In time, she’ll learn to laugh. Sitting on the bench next to the freckled girl she likes so much—they’re both good at math, they both write beautiful compositions, they both read Salgari—she’ll learn that morality is good for laughing at others and doing nothing. No one will grade her, no one will demand anything of her. She’ll come to understand, without any drama, that Moral Studies classes are a mere pretext to keep Jewish children away from Religion classes. Do Jews lack religion? Her knowledge on the subject is a bit confusing. Some of her classmates in Moral Studies seem to know a lot about the subject, and it’s as if they were part of a cult, but she doesn’t like cults, so she doesn’t talk to them about it, and the freckled girl knows as little as she does about the Jewish question. What does she know? That once a year the whole family gets together for dinner at her grandparents’ house and celebrates Passover. It’s fun, and the food is delicious. The only drawback is that, to start eating, they have to wait for their grandfather and the youngest of their male cousins to say a bunch of things that no one understands. But afterward, they eat and laugh a lot, and she loves it. Another holiday she likes is Yom Kippur. On that day, all of her mother’s sisters fast to be forgiven for their sins and spend the entire day sitting in the shil, but her mother doesn’t fast: she says that being on an empty stomach all day makes her feel languid, and if she doesn’t have some mate in the morning, she feels sick. What she does have is a light lunch, says her mother. And instead of spending the entire day in the shil, in the afternoon she looks gorgeous, and he makes her gorgeous too, and then they go to the shil so everyone can see them. Lucía doesn’t want to go, so she always gets sick and vomits before leaving. Her father, on Yom Kippur, eats and lives as if nothing had happened.

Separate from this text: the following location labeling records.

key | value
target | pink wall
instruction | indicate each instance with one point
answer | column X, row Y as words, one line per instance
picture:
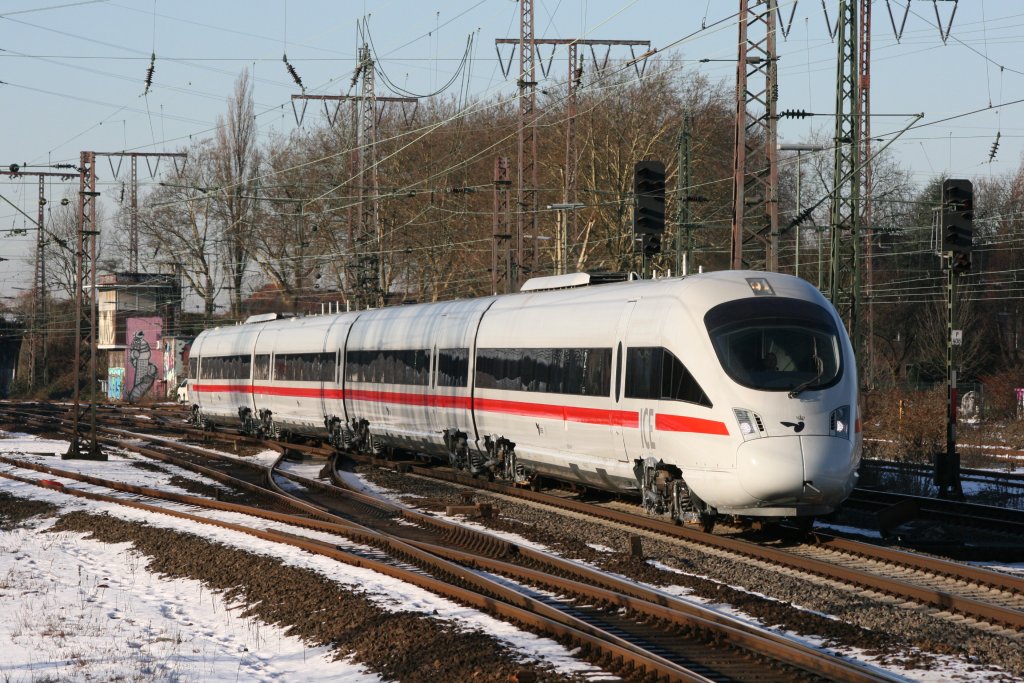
column 143, row 359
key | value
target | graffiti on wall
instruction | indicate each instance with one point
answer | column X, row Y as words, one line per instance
column 141, row 370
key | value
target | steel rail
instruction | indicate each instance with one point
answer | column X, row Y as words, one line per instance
column 512, row 605
column 651, row 604
column 993, row 613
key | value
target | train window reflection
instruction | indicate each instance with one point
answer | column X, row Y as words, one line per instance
column 453, row 367
column 653, row 372
column 225, row 368
column 388, row 366
column 583, row 372
column 776, row 346
column 304, row 367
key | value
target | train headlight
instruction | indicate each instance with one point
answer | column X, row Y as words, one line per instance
column 751, row 425
column 840, row 423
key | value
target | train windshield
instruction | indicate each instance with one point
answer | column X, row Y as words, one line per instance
column 776, row 344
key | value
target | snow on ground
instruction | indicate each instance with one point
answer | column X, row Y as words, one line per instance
column 79, row 609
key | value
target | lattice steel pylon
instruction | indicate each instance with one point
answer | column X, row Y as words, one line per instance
column 371, row 242
column 502, row 278
column 526, row 183
column 85, row 444
column 845, row 285
column 864, row 98
column 755, row 210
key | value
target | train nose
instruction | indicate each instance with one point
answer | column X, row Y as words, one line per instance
column 805, row 470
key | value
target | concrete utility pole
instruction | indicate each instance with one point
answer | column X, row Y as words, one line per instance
column 755, row 181
column 38, row 371
column 684, row 223
column 567, row 221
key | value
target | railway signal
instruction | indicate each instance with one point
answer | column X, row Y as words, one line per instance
column 957, row 221
column 648, row 212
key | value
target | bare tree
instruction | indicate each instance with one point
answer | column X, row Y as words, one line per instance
column 178, row 224
column 236, row 161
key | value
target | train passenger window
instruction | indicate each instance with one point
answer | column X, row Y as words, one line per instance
column 388, row 366
column 453, row 367
column 225, row 368
column 261, row 367
column 583, row 372
column 304, row 367
column 619, row 372
column 654, row 373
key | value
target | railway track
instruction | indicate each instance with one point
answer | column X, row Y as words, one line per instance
column 952, row 590
column 619, row 623
column 987, row 598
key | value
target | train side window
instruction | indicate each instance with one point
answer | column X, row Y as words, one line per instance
column 453, row 367
column 225, row 368
column 388, row 366
column 304, row 367
column 654, row 373
column 261, row 367
column 619, row 372
column 582, row 372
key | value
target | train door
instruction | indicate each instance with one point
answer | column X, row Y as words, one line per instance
column 619, row 421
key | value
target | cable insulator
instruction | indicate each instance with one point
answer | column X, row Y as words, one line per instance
column 291, row 70
column 995, row 146
column 794, row 114
column 148, row 73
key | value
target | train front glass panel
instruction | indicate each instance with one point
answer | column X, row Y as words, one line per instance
column 776, row 344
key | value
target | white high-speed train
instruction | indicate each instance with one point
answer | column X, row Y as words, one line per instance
column 729, row 392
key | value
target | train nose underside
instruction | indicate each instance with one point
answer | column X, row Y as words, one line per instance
column 790, row 475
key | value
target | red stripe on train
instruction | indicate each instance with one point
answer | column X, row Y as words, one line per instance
column 594, row 416
column 681, row 423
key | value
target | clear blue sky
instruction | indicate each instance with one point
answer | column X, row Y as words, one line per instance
column 74, row 72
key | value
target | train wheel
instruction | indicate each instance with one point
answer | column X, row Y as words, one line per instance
column 804, row 525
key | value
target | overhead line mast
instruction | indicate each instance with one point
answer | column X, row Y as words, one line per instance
column 846, row 276
column 38, row 371
column 755, row 201
column 569, row 193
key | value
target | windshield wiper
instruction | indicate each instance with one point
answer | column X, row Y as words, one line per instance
column 819, row 366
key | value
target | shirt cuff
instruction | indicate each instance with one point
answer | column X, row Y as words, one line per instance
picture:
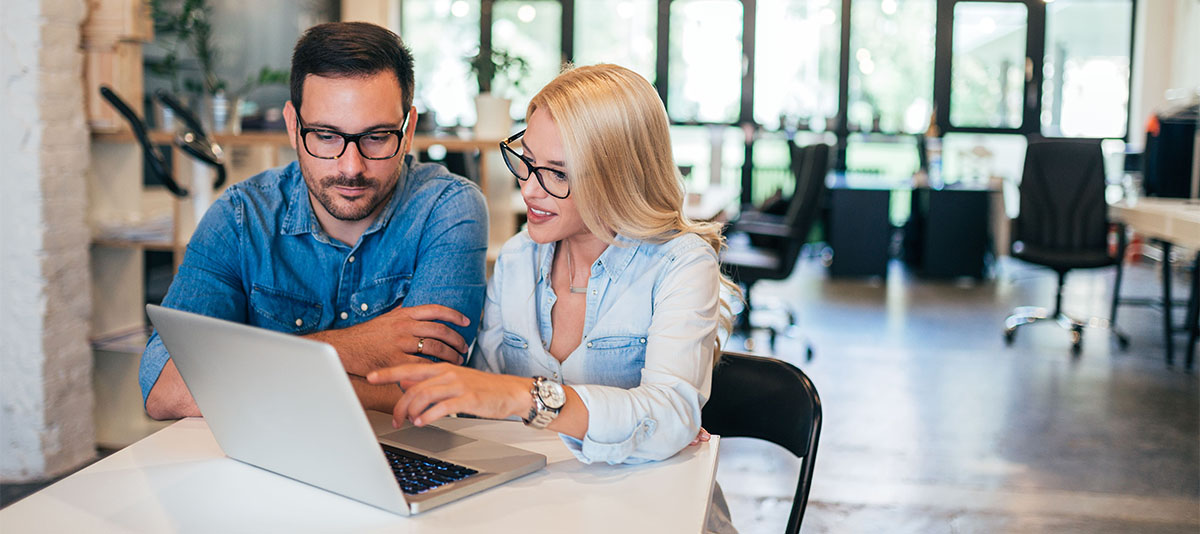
column 589, row 450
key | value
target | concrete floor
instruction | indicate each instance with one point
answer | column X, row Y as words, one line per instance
column 933, row 425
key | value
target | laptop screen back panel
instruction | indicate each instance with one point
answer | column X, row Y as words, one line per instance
column 282, row 403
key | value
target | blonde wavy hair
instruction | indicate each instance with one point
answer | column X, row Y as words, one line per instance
column 617, row 145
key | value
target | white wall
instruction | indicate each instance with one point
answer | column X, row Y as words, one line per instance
column 46, row 396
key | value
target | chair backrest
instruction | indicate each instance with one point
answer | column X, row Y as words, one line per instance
column 805, row 205
column 772, row 400
column 1062, row 197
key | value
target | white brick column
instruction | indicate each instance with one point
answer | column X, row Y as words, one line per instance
column 46, row 395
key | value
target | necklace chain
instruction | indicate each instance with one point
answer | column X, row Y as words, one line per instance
column 570, row 273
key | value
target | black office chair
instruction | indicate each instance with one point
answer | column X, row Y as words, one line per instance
column 1063, row 225
column 780, row 239
column 772, row 400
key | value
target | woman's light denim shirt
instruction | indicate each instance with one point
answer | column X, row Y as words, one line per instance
column 643, row 367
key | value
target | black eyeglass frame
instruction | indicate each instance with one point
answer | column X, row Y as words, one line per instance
column 347, row 138
column 533, row 169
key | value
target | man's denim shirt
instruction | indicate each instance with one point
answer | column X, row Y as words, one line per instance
column 259, row 257
column 645, row 365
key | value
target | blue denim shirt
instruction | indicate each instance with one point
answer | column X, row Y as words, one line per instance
column 259, row 257
column 645, row 365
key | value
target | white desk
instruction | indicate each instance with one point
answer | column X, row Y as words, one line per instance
column 1174, row 221
column 178, row 480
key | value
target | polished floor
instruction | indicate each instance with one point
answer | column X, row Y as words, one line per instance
column 933, row 425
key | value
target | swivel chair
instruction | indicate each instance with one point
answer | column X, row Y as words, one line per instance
column 779, row 239
column 1062, row 225
column 772, row 400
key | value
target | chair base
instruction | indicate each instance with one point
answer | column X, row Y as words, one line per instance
column 1030, row 315
column 745, row 325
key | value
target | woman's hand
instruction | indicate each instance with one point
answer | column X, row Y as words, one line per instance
column 436, row 390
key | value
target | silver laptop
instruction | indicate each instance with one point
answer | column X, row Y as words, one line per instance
column 285, row 403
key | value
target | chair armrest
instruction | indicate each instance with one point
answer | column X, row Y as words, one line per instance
column 763, row 228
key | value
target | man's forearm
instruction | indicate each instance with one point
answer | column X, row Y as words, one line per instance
column 169, row 397
column 377, row 397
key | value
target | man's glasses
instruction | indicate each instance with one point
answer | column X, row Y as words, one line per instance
column 330, row 144
column 552, row 181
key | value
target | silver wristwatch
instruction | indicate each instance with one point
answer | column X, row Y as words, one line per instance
column 547, row 399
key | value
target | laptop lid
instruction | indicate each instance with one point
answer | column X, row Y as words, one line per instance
column 286, row 405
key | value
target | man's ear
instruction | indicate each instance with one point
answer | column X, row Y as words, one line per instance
column 289, row 120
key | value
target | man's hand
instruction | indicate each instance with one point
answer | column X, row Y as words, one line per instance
column 433, row 391
column 403, row 335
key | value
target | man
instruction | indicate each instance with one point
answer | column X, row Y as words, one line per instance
column 353, row 244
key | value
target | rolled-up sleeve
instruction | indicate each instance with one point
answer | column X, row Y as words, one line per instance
column 661, row 414
column 209, row 280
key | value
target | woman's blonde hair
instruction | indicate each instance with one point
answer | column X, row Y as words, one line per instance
column 617, row 145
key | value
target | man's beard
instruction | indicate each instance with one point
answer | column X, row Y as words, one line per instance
column 377, row 192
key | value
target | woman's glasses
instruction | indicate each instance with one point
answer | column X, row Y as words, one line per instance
column 553, row 181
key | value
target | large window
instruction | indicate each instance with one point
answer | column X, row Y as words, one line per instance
column 988, row 73
column 706, row 61
column 621, row 33
column 531, row 29
column 891, row 65
column 796, row 67
column 442, row 35
column 1086, row 87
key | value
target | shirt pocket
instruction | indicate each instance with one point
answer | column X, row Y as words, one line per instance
column 617, row 360
column 515, row 351
column 379, row 297
column 283, row 311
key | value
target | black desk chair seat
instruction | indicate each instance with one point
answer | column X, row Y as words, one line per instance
column 1065, row 261
column 1062, row 225
column 771, row 400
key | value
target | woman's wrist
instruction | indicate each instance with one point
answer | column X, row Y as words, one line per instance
column 522, row 400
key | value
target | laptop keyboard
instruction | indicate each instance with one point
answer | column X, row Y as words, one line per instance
column 418, row 474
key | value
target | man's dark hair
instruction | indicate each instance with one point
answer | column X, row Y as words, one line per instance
column 351, row 49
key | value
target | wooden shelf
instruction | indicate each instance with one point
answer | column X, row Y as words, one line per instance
column 154, row 245
column 280, row 138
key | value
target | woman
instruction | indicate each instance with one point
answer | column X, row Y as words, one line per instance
column 609, row 297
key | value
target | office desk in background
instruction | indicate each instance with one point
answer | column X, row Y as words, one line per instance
column 1173, row 221
column 178, row 480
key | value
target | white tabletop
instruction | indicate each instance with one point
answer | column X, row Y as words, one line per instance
column 1175, row 220
column 178, row 480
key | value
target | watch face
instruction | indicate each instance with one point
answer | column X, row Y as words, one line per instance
column 551, row 394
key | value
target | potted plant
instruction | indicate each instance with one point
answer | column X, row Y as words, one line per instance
column 497, row 72
column 184, row 30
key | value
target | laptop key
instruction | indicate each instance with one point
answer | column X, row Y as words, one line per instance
column 419, row 474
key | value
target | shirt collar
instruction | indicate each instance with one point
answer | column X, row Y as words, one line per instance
column 300, row 217
column 615, row 259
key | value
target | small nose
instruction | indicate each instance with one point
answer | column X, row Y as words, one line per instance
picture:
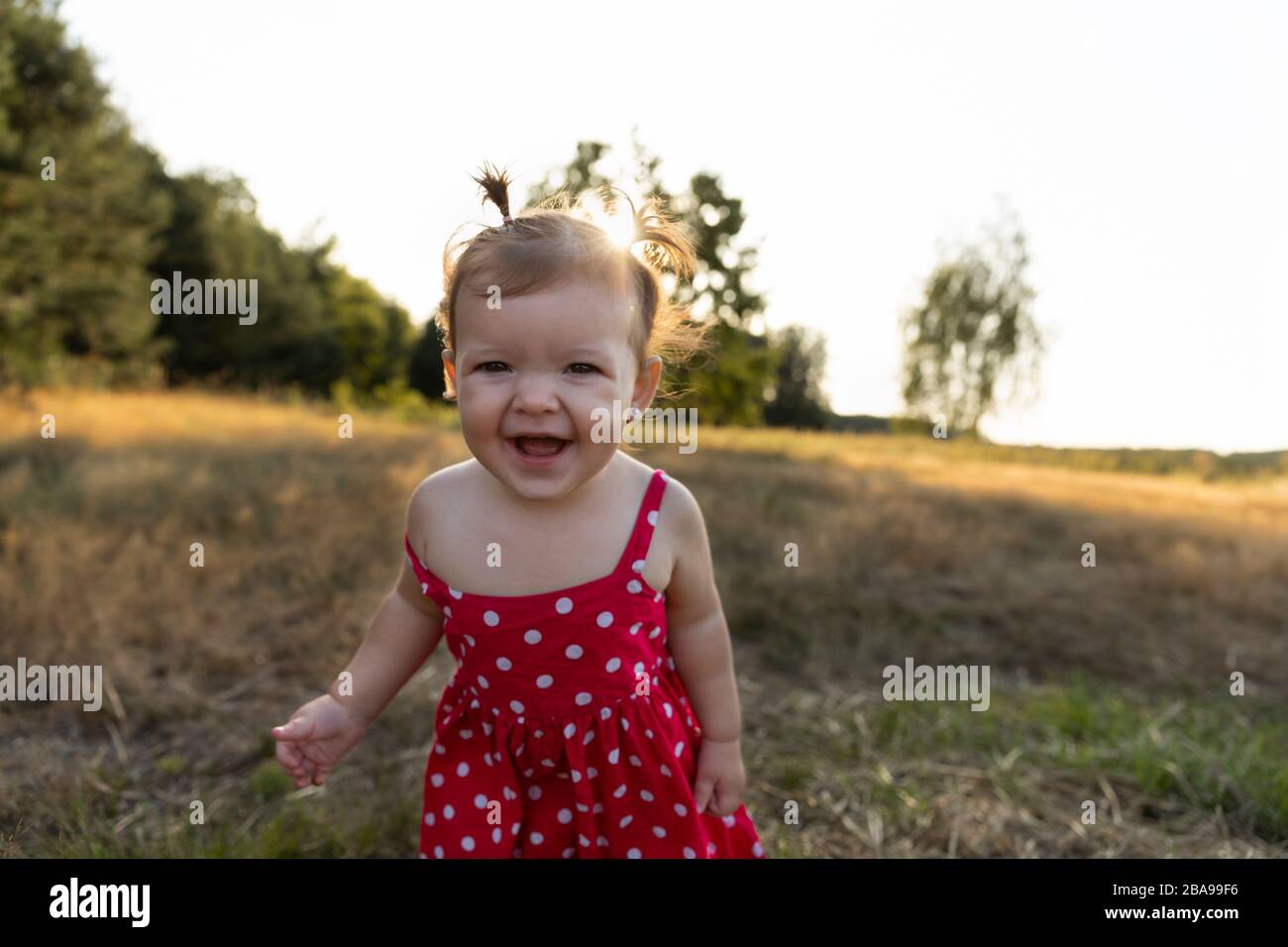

No one ever spoke to her about the God of the Jews, so she assumes it’s a religious topic, and religion is for Catholics. Once upon a time, when she learned the Earth was round and imagined the sky as the top of the sphere (which she could only see from below), she saw God dressed in yellow and wearing a gaucho poncho, sitting cross-legged on the surface of the sphere, but she didn’t think much about him or attribute to him any power other than that of staying seated without falling over in such an uncomfortable spot. Her mother always says there is a God, and that’s the end of her commentary. Her father never speaks about God. Lucía read her some very beautiful poems by a poet named León Felipe. She liked them a lot, especially one that says, “What a pity I can’t sing in the style of our time, the same things that today’s poets sing!” Lucía told her that León Felipe is a pantheist. “What does it mean to be a pantheist?” she asked. It’s believing that God is all things, Lucía told her. Since then, she’s tried to imagine that God is the plants, the cats, and the clouds in the sky. That’s beautiful, it gives her a kind of joy, but she doesn’t fully understand it. “God is blue!” says another beautiful poem. She loves to say, “God is blue,” but nothing more than that. Now she doesn’t vomit when she goes to school, and she’s learned how to be a good student without going to too much trouble. She doesn’t think about God. If she finds him in books, she naturally accepts that her beloved characters believe in him, just as she accepts that they travel by stagecoach or jump into the sea with the Kriss between their teeth. Nothing more than that. An imprecise and alien being.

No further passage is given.